Published online by Cambridge University Press: 03 September 2025
Introduction
The murder of the last ʿAbbasid Caliph by the invading Mongols was followed by “the deeply messianic” centuries in the Persianate world. The longue durée of the spiritual interregnum that followed this portentous murder increasingly reinforced apocalyptic fears for the looming end of the first Islamic millennium (1591 AD). There emerged millenarian movements that commonly expected the advent of a wholly new dispensation, which is foretold to be inaugurated through the universal rule of the awaited messiah. The messianism of the age was intertwined with other currents such as Sufism and ʿAlīdism, and several messianic claimants to religio-political supremacy appeared intermittently. The Safavid Sufi network, nourished from this millenarian soil, transformed from a moderate Sufi order into a militant messianic movement in the mid-fifteenth century, culminating in the young Shaykh Ismāʿīl's establishment of the Safavid state with the help of armed followers in 907/1501. Although the foundation of the Safavid state is commonly regarded as the most successful product of this Zeitgeist, recent studies have revealed that neighbouring states, such as the Ottomans and Mughals, were similarly drawn into the millenarian tendency.

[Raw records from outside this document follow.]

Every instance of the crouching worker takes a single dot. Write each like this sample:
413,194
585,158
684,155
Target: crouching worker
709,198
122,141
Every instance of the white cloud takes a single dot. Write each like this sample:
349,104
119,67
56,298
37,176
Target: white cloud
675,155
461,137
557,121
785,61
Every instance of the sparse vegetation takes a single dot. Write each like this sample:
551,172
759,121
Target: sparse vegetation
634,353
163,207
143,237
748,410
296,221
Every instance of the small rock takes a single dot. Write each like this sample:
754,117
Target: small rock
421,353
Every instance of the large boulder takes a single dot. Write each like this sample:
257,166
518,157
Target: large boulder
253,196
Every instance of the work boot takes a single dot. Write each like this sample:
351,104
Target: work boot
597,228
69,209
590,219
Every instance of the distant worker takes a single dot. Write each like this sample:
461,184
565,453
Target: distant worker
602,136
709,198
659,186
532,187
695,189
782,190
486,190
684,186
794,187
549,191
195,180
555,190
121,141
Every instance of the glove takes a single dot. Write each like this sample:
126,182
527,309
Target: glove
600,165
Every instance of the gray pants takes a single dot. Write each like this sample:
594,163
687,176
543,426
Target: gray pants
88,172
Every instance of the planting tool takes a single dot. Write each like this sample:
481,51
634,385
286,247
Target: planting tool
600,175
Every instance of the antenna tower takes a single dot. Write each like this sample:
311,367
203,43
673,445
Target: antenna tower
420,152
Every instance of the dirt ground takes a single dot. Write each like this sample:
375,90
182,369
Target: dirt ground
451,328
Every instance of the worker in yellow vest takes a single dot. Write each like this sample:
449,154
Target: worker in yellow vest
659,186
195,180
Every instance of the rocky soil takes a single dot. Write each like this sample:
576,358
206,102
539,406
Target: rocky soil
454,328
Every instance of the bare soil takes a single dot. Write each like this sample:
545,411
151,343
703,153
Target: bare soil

The Mahdist movement of Sayyid Muḥammad al-Mushaʿshaʿ (d. 870/1466), one of the self-proclaimed Mahdīs in the middle fifteenth century, successfully established the Mushaʿshaʿid dynasty in Khūzistān province by gathering supporters from nomadic Arabs in ʿIrāq-i ʿArab. This success obliged him to restrain the irrepressible force of the very messianism that had conferred upon him authority over the region while striving to maintain his own charismatic authority.